Percebe-se, desde os primeiros minutos, que a proposta de Honoré em Bem amadas é flagar um percurso de intermitências na vida de Madeleine, e mostrar o quanto dela alcançou a filha que, anos mais tarde, reviverá boa parte de sua conduta algo frívola e inconsequente. Em meio a esse caminho de paixões, contudo, faltou o próprio diretor se mostrar mais apaixonado na condução do baile de seus personagens. Sem falar no fato de a duração do filme ter se tornado excessiva. Normalmente enxuto, Honoré lançou mão de um discurso fílmico de mais de duas horas, que se descobre serem exageradas quando a narrativa está chegando à sua metade. Trata-se de um nome talentoso no que faz, mas que, no filme em análise, parece ter se deixado levar por uma prolixidade que dilui a força e o interesse diante de sua obra. Felizmente, existem trunfos que impedem que o longa se torna uma perda de tempo.

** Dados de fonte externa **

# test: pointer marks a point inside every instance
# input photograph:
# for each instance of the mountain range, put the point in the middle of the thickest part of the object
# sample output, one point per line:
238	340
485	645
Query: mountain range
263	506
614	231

O principal deles é o elenco afiado, que, como já se disse, é composto basicamente por colaboradores habituais do diretor. O trio mencionado anteriormente oferece grandes desempenhos e chegam a causar alguma identificação no espectador à medida que vão demonstrando aquela velha inabilidade no trato com o amor. Madeleine, por exemplo, é uma desvairada. Tem capacidade para distribuir o seu amor, não se atrelando muito ao conceito de fidelidade. Os outros dois só vão aparecer lá pelas tantas, quando a trama avança décadas e Vera nos é apresentada, assim como Clément. Ela é a filha de Madeleine, outra inepta diante do amor, e ele é um de seus casos mais recorrentes, com quem mantém uma espécie de relacionamento difícil de nomear. Juntos, eles reúnem beleza e viço, além de um cabedal dramático admirável que torna seus personagens, no mínimo, interessantes. De qualquer modo, eles também sofrem com o roteiro que perde fôlego, tornando aflitiva a vaguidão de suas atitudes e diálogos.

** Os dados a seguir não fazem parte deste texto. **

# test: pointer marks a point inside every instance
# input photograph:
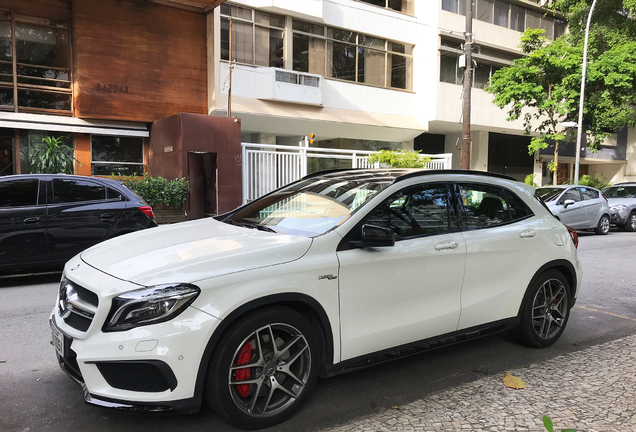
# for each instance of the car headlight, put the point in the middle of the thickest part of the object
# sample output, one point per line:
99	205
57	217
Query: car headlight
618	208
150	305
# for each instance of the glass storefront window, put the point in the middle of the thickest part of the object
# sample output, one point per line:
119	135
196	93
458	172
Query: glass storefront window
42	60
116	155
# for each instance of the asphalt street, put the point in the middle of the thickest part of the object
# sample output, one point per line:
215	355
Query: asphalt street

Quando foi exibido em Cannes, o filme não chegou a empolgar em momento algum, o que não é exatamente novidade em se tratando de Honoré. As sessões de seus filmes na Croisette costumam ser encaradas como meros exercícios de pedantismo e enfado, tal qual o foi quando da exibição de Em Paris (Dans Paris, 2006), incluído na Quinzena dos Realizadores. Até seu filme passado, poder-se-ia falar em má vontade e injustiça por parte do público e da crítica contra o diretor. Entretanto, Bem amadas chega perto de justificar o desapego dessas pessoas à sua obra. Uma boa dose de enxutez faria teria efeitos salutares ao filme, que se revela um tanto decepcionante malgrado os detalhes que depõem a seu favor. A segunda incursão de Honoré pelo musical é truncada, e as afetações do roteiro e até mesmo da montagem aproximam o longa daquilo que vem se convencionando denominar produto de perfumaria. Há belas imagens e belos figurinos, mas a essência dramática é um tanto comprometida.

O realizador já foi apontado como um discípulo da Nouvelle Vague, à qual já prestou tributo em suas obras precedentes. Bem amadas também dialoga com o movimento, e faz referência a títulos como Os guarda-chuvas do amor (Les parapluies de Chebourg, 1964), que tinha Catherine Deneuve como protagonista, e que também surge aqui, interpretando Madeleine mais velha. A atriz, ícone indiscutível do cinema europeu, confere brilho e graça ao filme, e traz a sua experiência em musicais para a tela, entoando melodias de amor que massageiam os tímpanos com sua voz maviosa. Aliás, ela é uma das melhores coisas de um filme que caminha a esmo, ao que parece, de modo não proposital, o que só lhe prejudica. Bem amadas acaba por se revelar um filme de intenções obscuras, cuja história, apesar de causar certo interesse, jamais chega a arrebatar, como se deseja quando se entra em contato com qualquer produção cinematográfica. Esse arrebatamento pode vir em forma de reflexão, entretenimento, comoção... Sob a forma de alguma sensação, enfim. O ar depreciativo que envolve todos (sim, todos) os personagens também incomoda bastante, e quase torna o filme um primo de segundo grau do desastroso Amores imaginários (Les amours imaginaires, 2010). No fim das contas, sem um eixo claro em que se basear, Honoré fez de seu trabalho recente uma roleta de tiques e manias.